Nostalgia sells because it reconnects our past to our present, and companies are giving it all for these generations as the 20-somethings are the ones who will set the tone for the next economic and cultural shift. For instance, our contemporary ally Spotify, with over half of its users aged between 18 and 34, has exploited nostalgia with the feature “Your Time Capsule,” a personalised playlist that “takes you back in time to your teenage years,” curated based on listeners’ country of residency, favourite genres and age.
But since we cannot virtually go back to the past, we are left to consume repacked emotions of the days gone by. Only look at Tommy Hilfiger, who last year dropped merch featuring the Backstreet Boys, Britney Spears and other nineties icons, and launched a 17-piece capsule in collaboration with outdoor footwear brand Timberland to pay homage to the ’90s, the decade when the boots became visible in the hip-hop and urban culture. Headlines announcing these collaborations sit next to those that read “economic recession” and “It’s here!

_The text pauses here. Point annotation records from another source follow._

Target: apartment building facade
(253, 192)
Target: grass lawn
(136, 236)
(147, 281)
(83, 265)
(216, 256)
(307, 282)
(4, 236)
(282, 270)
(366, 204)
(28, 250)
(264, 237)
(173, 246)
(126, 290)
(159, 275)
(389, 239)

Friends: the reunion is now streaming.”
Of course, nostalgia doesn’t just revive the past as it was. And Just Like That is an example of how the revolutionary sitcom Sex and the City has been updated with today’s ideals — featuring a cast of various sexual orientations, backgrounds and ethnicities — yet keeping the essence of the characters and situations that made us laugh and push through our day. The entertainment industry is all about “only kids born in the ‘90s and ‘00s will understand.”
And we get it. We love to return to the time when living with our parents wasn’t a choice but the norm, especially when two-thirds of the 20-somethings who moved in back with their parents during the lockdown continue to live with them, only because the soaring rents and living costs are beyond our meaningless pay check. So we retreat to our happy place: watching the remake of The Fresh Prince of Bel-Air and praising Sex Education for celebrating the cringe of our coming-of-age and the colours of the ‘90s fashion.